Hans-Heinrich Dieter

Dilemma der NATO II (12.04.2011)

 

Das Dilemma der NATO wird immer deutlicher.

In der ersten Woche unter NATO-Befehl hat die NATO 1500 Einsätze geflogen, das sind täglich mehr als 600 Stunden. Die NATO- Kampfflugzeuge haben auch erhebliche Wirkung gegen die libysche Armee und ihre Einrichtungen erzielt. Dieses Tempo wurde ungefähr beibehalten.

Generalsekretär Anders Fogh Rasmussen wird in Bengasi und Misrata aber nicht als „Held“ gefeiert, im Gegenteil. Wann immer den militärisch offensichtlich ziemlich unfähigen Rebellen das Wasser bis zum Hals steht, verleumden sie die NATO und brüllen aufgebracht nach mehr Leistung der NATO für die Aufständischen. Dabei halten sie die NATO offenbar für eine Art Ersatz für die fehlende eigene Artillerie. Die Rebellen haben sich bewaffnet, sind Kriegspartei in einem Bürgerkrieg geworden, weil sie in heilloser Selbstüberschätzung geglaubt haben, der Marsch nach Tripolis und die Vertreibung des Tyrannen würde sich durch lautstarke Kampfparolen und theatralische Siegesgebärden zum Erfolg bringen lassen.

Der arabische Unmut wird natürlich dann ins Dramatische gesteigert, wenn NATO-Kampfflugzeuge eine nicht angemeldete, nicht vernünftig gekennzeichnete gepanzerte Fahrzeugkolonne der Rebellen bekämpfen, mit Verlusten der Aufständischen. Das undankbare, teilweise anmaßende Verhalten der Rebellen wird in Folge weder durch das öffentliche Bedauern von Rasmussen noch durch die sehr berechtigte Verweigerung einer Entschuldigung durch den NATO-Kommandeur Harding beeinflusst. Die NATO wird in dieser besonderen Welt nie „geliebt“ werden.

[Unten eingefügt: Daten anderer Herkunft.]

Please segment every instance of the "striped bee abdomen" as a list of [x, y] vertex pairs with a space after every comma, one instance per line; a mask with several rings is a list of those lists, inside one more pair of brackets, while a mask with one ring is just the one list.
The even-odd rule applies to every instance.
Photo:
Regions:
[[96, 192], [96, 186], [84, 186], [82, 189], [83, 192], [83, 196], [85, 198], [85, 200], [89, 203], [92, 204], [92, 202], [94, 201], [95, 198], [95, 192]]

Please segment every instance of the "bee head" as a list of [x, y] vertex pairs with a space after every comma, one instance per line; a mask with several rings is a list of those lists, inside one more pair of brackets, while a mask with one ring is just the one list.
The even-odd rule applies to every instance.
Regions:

Nun spricht Generalsekretär Rasmussen das aus, was Fachleute schon vorher wussten. Er hält die Militäroperation der NATO in Libyen inzwischen nicht für ausreichend, um Libyen Frieden zu bringen und sagt: "Die ehrliche Antwort lautet: Für diesen Konflikt gibt es keine militärische Lösung".

Die Bemühungen von fünf als Vermittler wenig glaubwürdigen afrikanischen Staats- und Regierungschefs der Afrikanische Union (AU) um einen sofortigen Waffenstillstand und "die sofortige Einstellung aller Feindseligkeiten" in Libyen waren wie zu erwarten nicht erfolgreich.

Auch andere Friedensvorschläge werden an der strikten Forderung der Rebellen nach einer Abdankung Gaddafis scheitern. Ja, sie lehnen sogar einen Waffenstillstand ab. Das ist sicher keine Handlungsweise im Sinne der leidenden Zivilbevölkerung.

Die Europäische Union berät derzeit humanitäre Einsätze, um der notleidenden Zivilbevölkerung zu helfen. Diese Einsätze will sie mit Soldaten schützen. Eine solche humanitäre Eingreiftruppe der EU operiert dann natürlich in der ständigen Gefahr, in Kampfhandlungen auf libyschem Boden verwickelt zu werden. Das libysche Regime hat schon erbitterten Widerstand angekündigt. Das wird NATO-Operationen in hohem Maße erschweren.

Ein Ermittlungsteam der UN soll unterdessen in Libyen mutmaßliche Menschenrechtsverletzungen aller Kriegsparteien untersuchen. Da kann man nur hoffen, dass das dreiköpfige Team wirklich unparteiisch untersucht und die beiderseitige Propaganda durchsichtiger wird.

Auf der Grundlage einer sehr einschränkenden UN-Resolution sind derzeit also sehr viele politische Interessen, militärische und humanitäre Absichten zu berücksichtigen, ohne dass die NATO die Grundlagen und die Mittel hat, die Operationen zu einem nicht genau definierten Erfolg zu führen. Die NATO kann in Libyen nicht und nichts gewinnen.

Und da ist es überhaupt nicht hilfreich, wenn der Bündnispartner Frankreich der NATO vorwirft, sie werde ihrer Führungsrolle nicht ausreichend gerecht. Es werde zu wenig getan, um die schweren Waffen von Machthaber Muammar al-Gaddafi zu zerstören und die Zivilbevölkerung zu schützen. Juppé wörtlich: „Die Nato wollte die militärische Führung der Operationen übernehmen, wir haben das akzeptiert. Sie muss jetzt ihre Rolle spielen.“ In Bengasi hört man Sarkozy und Juppé gerne zu.

Die unsolidarische Grand Nation vergrößert das Dilemma der NATO geradezu genüsslich.